Getting your kids to do chores seems to be a chore itself, for many parents. The studies all show that kids who do chores are more successful adults. And we all know that we could use the help! But sometimes it can seem that to get your kids to do chores is more hassle than it’s worth.

My kids do chores, regularly, consistently and (usually) without complaint. How do I get my kids to do their chores with minimal fuss, and so that they’re actually helpful? Here are ten tips to get your kids to do chores. 

1. Model it. 

One of the best ways to get your kids to help out around the house is to model the behaviour you want to see. Kids copy what their parents do. That’s why we make toy mops and brooms, play kitchen sets and pretend washing machines. Because our kids want to do what they see their moms and dads do. 

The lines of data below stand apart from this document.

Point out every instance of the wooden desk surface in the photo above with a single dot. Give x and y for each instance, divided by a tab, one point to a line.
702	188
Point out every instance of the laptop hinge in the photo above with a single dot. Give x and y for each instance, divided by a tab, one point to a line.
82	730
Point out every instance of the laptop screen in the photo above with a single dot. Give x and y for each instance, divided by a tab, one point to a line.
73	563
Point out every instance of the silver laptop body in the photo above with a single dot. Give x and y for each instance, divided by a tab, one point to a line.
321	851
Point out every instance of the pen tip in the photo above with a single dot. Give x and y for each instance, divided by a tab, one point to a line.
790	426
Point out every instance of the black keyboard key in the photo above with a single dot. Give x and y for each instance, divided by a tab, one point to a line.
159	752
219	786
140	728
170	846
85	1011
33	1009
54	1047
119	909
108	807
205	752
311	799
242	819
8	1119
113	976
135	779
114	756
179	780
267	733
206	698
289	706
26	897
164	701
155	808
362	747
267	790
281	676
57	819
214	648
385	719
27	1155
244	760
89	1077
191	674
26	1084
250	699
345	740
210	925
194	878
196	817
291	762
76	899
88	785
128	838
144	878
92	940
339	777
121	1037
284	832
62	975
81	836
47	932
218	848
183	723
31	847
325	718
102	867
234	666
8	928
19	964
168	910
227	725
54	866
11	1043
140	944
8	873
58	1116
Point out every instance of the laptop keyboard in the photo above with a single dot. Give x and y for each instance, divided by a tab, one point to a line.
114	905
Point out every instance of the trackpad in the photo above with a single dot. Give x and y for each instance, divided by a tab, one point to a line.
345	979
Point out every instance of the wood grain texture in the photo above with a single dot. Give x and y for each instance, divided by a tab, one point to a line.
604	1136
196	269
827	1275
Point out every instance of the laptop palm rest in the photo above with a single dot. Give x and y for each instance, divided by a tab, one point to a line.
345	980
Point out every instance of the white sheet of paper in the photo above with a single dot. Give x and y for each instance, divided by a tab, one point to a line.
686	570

So if you want your kids to put their plates in the sink after dinner, get up and put your own plate there first. Do it consistently and frequently. Your son will follow you, with his plate, pretty quickly. 

2. Invite them to join you. 

Kids love spending time with us. They want us to play with them, all the time. Just like you spend time with them doing what they want, you can spend time with them, and do what you want. Invite your daughter to join you while you’re tackling a cleaning job. 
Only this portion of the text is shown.